Like all magical solutions, this is an illusion.

It matters not that a number of national politicians have said that the housing targets set by the Department for Levelling Up, Housing and Communities will be reduced. Such political pronouncements have no force in planning law, and there is no sign of any change emanating from the Department. Indeed, a previous approach by Spelthorne to the Department to argue for a reduction in housing targets was rebuffed.

In the meantime, because Spelthorne is so far behind schedule in producing a Local Plan, it is unable to demonstrate that is has a five-year plan to meet these housing targets. Which means that this Borough has little defence against developers wanting to build in this Borough.

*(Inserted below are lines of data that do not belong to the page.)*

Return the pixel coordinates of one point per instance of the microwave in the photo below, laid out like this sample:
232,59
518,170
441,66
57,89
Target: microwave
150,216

The huge risk which the Borough is taking by not having a new Local Plan is clearly demonstrated by the very recent case of the planned Inland Homes development of 206 dwellings at the Old Telephone Exchange in central Staines. The planning application was refused by the Council’s Planning Committee. The developer took that refusal on appeal, and the Planning Inspector handed down his decision on 17 January. We quote from paragraph 76 of the Planning Balance section of the Inspector’s decision:

76. The benefit of providing homes in an area of under-delivery of housing and where there is not a five-year supply of housing land, adds significant weight in favour of the scheme. Making beneficial use of a prominent town centre site which has been unused for a number of years and which detracts from the character and appearance of the area, also adds significantly to the case for the proposal. I have set out a number of other benefits of the proposal which add varying degrees of weight in the overall balance.

Much as we might not like it, that is the reality.